Sample labeling and scanning

The Ovation Pico WTA System v2 (Nugen) was used to prepare target cDNA. The Encore Biotin Module (NuGEN) chemically fragmented and labeled the target cDNA. 3.5 μg of fragmented cDNA was hybridized to a Mouse Gene 2.0 ST arrays (Affymetrix). Probe arrays were incubated at 45 °C for 18 h in the hybridization Oven 640 (Affymetrix) rotating at 60 rpm. Probe arrays were washed and stained using the Fluidics Station 450 (Affymetrix), utilizing the fluidics protocol FS450-0002. The stain and antibody solutions are produced by Affymetrix and contained in the Genechip Hybridization Wash and Stain Kit. GeneChips were scanned using the Affymetrix GeneChip Scanner 3000 7G.

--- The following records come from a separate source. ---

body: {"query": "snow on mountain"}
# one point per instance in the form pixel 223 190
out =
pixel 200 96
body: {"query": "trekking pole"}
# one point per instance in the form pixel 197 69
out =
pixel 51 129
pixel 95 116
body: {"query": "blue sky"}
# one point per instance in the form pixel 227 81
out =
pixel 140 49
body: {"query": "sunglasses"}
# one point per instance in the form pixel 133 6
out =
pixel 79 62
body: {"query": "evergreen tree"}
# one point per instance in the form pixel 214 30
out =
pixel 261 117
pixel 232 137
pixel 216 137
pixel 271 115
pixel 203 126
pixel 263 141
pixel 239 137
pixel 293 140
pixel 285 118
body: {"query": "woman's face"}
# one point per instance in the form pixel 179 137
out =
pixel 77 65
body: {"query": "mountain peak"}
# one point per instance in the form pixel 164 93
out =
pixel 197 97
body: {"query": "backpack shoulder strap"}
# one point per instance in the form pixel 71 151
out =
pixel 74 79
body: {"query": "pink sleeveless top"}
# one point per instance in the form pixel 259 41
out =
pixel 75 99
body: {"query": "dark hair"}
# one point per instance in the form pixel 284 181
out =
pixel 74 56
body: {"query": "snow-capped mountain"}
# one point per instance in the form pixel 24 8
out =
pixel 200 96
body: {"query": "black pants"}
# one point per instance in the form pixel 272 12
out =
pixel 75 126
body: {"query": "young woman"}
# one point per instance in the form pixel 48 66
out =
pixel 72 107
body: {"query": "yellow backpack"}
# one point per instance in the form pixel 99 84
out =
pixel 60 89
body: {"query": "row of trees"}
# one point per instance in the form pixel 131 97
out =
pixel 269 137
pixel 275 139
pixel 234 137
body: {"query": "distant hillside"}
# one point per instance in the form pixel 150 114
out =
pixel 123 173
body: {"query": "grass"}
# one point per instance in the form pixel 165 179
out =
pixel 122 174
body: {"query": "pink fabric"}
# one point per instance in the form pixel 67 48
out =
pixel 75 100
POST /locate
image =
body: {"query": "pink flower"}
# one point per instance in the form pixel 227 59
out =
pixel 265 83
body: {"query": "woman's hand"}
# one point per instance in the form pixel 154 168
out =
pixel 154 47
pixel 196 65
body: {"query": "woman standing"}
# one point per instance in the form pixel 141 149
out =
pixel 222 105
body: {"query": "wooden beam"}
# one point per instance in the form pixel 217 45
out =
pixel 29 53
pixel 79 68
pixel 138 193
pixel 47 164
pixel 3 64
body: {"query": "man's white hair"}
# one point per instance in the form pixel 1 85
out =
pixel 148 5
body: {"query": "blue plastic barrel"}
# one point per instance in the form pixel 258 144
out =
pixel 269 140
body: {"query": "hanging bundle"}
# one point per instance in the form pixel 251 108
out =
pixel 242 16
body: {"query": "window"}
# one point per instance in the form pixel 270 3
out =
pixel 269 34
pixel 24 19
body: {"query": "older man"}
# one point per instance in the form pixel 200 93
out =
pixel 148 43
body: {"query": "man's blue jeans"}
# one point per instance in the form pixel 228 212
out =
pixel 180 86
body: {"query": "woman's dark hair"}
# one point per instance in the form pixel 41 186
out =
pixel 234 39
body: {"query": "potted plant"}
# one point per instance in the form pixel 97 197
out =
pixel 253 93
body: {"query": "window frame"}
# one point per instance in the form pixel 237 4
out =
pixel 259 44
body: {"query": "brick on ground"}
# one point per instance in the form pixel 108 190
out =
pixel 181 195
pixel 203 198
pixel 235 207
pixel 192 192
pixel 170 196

Data normalization and filtering

The .cel files were created by Command Console (Affymetrix), and then were analyzed by Expression Console (Affymetrix) to create the .chp files. The Gene Expression Core uses this program to create normalized RMA Data files for each sample. These analysis files permit the core personnel to examine a number of quality control factors, to ensure the chip hybridizations were OK (Fig. 1).

Fig. 1

Relative log expression signal. The relative log expression (RLE) values are computed by calculating for each probe-set the ratio between the expression of a probe-set and the median expression of this probe-set across all arrays of the experiment. The boxplots presenting the distribution of these log-ratios should then be centered near 0 and have similar spread. Other behavior would be a sign of low quality.

Discussion

Here we describe the genome-wide transcriptional profiling of Fancd2 and Foxo3a regulated genes in mouse hematopoietic stem cells. This data set is the first microarray analysis to identify target genes that are differentially expressed and regulated by Fancd2 and Foxo3a in mouse HSCs. Foxo3a transcription factor is known to play a role in anti-oxidant stress and in HSC self-renewal [2], [3]. Fancd2 is critical in DNA damage repair of double-stranded breaks [4], [5]. Accordingly, our results reveal that Foxo3a and Fancd2 target genes are enriched in pathways involved in DNA repair, DNA binding and cell cycle checkpoints. These findings reveal functional interaction between the FA DNA repair pathway and the FOXO3a stress response pathway in HSC maintenance and may suggest new targets for therapeutically exploring the pathogenic role of stress-induced HSC exhaustion in blood diseases.

Specifications
Organism/cell line/tissue	Primary mouse hematopoietic stem cells
Sex	Both
Sequencer or array type	Affymetrix mouse gene 2.0 ST Array
Data format	Raw
Experimental factors	Primary hematopoietic stem cells from the Fancd2KO, Foxo3aKO and Fancd2 −/− Foxo3a −/− dKO mice compared to WT HSCs.
Experimental features	We performed microarray analysis on WT, Fancd2KO, Foxo3aKO and dKO HSCs to determine differentially expressed genes and altered pathways.
Consent	N/A
Sample source location	Cincinnati, OH, USA.